Civility
Meaning: Civility is a matter of mores, etiquette, politeness, of informal rituals that facilitate our interactions, and thereby give us ways to treat each other with consideration.
Explanation: Despite appearances, the Western world is not undergoing a new immoral age – therefore following right behaviour
· It is suffering a different phenomenon - loss of civility, a deficit of good manners
Examples, illustrations, quotes and statistics:
· Example: What is often regarded as moral collapse is no such thing; western societies at the opening of the twenty-first are by many measures better, in ‘moral; respects, than a century ago: compare (say) Victorian. London's sweatshops, hordes of child prostitutes, and violent street muggers.
· Rather, what has happened is a decay of what rnakes the social machine function — a breakdown of the mutual tolerance and respect that allows room in a complex plural society for individuals to live their own lives in peace
· Civility is a matter of mores, etiquette, politeness, of informal rituals that facilitate our interactions, and thereby give us ways to treat each other with consideration
· It creates social and psychological space for people to live their own lives and make their own choices
· Example: Youths spitting on the pavement and swearing on buses offer merely superficial symptoms of incivility, more serious are such things as invasion of privacy by tabloid newspapers, and irruptions into areas of personal life irrelevant to public concerns — for example, exposés of the sex lives of politicians
· Our age is in fact a moralistic (judgemental) one, nauseatingly so (causing or liable to cause a feeling of nausea or disgust; disgusting); which is a large part of the problem — for moralistic attitudes are intolerant, and intolerance is one of the worst discourtesies.

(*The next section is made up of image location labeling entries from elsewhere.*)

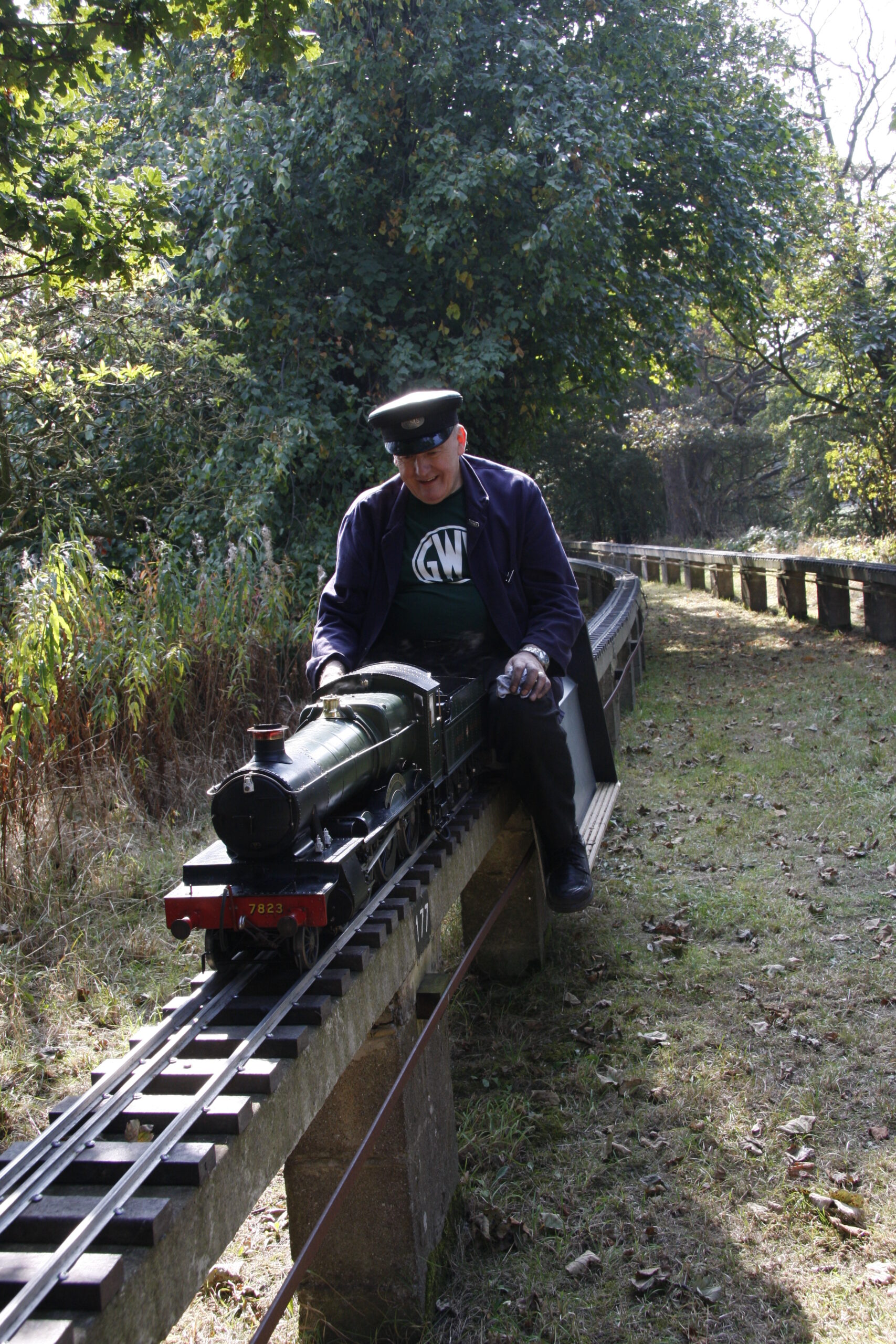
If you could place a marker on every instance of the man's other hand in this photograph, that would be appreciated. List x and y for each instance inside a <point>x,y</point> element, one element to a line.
<point>527,676</point>
<point>331,673</point>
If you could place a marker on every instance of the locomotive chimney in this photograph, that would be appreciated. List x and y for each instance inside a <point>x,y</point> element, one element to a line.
<point>269,742</point>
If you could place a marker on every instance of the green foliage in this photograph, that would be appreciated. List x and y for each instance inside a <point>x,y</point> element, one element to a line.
<point>62,217</point>
<point>504,198</point>
<point>108,401</point>
<point>719,461</point>
<point>827,335</point>
<point>96,666</point>
<point>597,487</point>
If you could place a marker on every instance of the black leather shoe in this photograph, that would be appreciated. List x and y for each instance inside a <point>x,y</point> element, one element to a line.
<point>570,885</point>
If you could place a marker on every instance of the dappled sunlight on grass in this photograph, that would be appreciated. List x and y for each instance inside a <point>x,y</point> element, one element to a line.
<point>743,916</point>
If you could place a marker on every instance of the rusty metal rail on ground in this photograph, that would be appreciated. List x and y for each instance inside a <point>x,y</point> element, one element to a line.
<point>227,1043</point>
<point>301,1264</point>
<point>76,1131</point>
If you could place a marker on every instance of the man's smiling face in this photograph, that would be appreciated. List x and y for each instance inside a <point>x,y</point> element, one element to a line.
<point>433,476</point>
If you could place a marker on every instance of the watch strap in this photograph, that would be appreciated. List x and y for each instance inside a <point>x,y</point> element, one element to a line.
<point>544,659</point>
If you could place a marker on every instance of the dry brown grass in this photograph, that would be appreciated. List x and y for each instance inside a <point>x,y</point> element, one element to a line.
<point>543,1089</point>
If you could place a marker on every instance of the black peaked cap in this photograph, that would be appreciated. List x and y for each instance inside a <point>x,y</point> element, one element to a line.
<point>418,421</point>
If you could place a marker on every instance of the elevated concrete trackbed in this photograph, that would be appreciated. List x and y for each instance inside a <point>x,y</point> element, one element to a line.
<point>304,1100</point>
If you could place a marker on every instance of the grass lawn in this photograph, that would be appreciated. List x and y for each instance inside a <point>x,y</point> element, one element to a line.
<point>734,973</point>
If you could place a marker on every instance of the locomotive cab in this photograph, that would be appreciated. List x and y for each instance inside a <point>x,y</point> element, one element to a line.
<point>312,823</point>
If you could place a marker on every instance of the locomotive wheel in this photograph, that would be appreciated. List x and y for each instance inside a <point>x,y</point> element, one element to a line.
<point>386,863</point>
<point>218,954</point>
<point>307,942</point>
<point>409,832</point>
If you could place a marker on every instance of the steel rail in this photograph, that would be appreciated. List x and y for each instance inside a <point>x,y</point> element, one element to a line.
<point>616,690</point>
<point>39,1178</point>
<point>62,1260</point>
<point>276,1311</point>
<point>56,1132</point>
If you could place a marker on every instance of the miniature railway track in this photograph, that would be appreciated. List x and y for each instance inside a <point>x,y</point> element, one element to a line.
<point>81,1184</point>
<point>85,1203</point>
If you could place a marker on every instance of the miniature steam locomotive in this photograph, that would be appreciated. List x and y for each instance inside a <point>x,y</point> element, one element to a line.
<point>313,823</point>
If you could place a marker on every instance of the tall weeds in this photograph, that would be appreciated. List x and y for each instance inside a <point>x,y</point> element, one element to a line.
<point>141,680</point>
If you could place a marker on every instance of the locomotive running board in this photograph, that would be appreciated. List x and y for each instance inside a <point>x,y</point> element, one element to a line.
<point>597,819</point>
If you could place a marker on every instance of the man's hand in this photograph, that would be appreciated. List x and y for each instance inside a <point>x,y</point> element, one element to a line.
<point>331,673</point>
<point>527,676</point>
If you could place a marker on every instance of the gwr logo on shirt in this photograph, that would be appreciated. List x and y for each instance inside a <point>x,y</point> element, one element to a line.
<point>441,557</point>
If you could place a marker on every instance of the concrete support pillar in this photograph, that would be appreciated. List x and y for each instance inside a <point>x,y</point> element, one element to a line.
<point>723,581</point>
<point>637,662</point>
<point>754,592</point>
<point>880,612</point>
<point>833,604</point>
<point>625,697</point>
<point>374,1269</point>
<point>614,721</point>
<point>516,944</point>
<point>792,593</point>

· Quote: To ask for courtesy is, in one way, to ask for very little; 'We must be as courteous to a man,' Emerson remarked, 'as we are to a picture, which we are willing to give the advantage of a good light.'
· The loss of civility means that social feeling has been replaced by defensiveness, with groups circling their wagons around 'identity' concepts of nationality, ethnicity and religion, protecting themselves by putting up barriers against others
· Society fragments into subgroups whose members hope thereby to shield themselves against the abrasive selfishness and disregard of others
· Quote: 'There is a courtesy of the heart, said Goethe, ‘which is akin to love. Out of it arises the purest courtesy in outward behaviour.'
· This states an ideal; it ignores the fact that civility can, of course, be a mask — it has always been open to abuse, and if we relearned our manners it would continue so; but that does not alter the main point, which is that civility fosters a society that behaves well towards itself, whose members respect the intrinsic value of the individual and the rights of people different from themselves.
· Example: Ill-mannered people are generally so because they falsely estimate their own worth, and think that a waiter (who is probably a medical student earning extra pocket money) or a bus driver (who is probably writing the next prize-winning novel in his spare time) is to be valued by his occupation — or more accurately, by his income, which in these cases could be assumed to be modest — rather than his humanity.
· There begins impertinence: make a person a label, or a sum of money, and he becomes not an end in himself, but an instrument; and to treat anyone as such is, as Kant argued, not Just the supreme discourtesy but the supreme wrong.
· Quote: 'Civility is to human nature what warmth is to wax,' said Schopenhauer. Although conflict is endemic to the human condition, it remains worthwhile to urge the claims of civility as a means at least of managing it
· Conclusion: Even if one grants (as one should not) the relativist view that certain values are mutually irreconcilable, and even if there will never be a clear answer to how certain dilemmas should be resolved, still we can say that civility is our best hope for finding and maintaining that subtle and constantly renegotiating equilibrium on which the existence of society depends.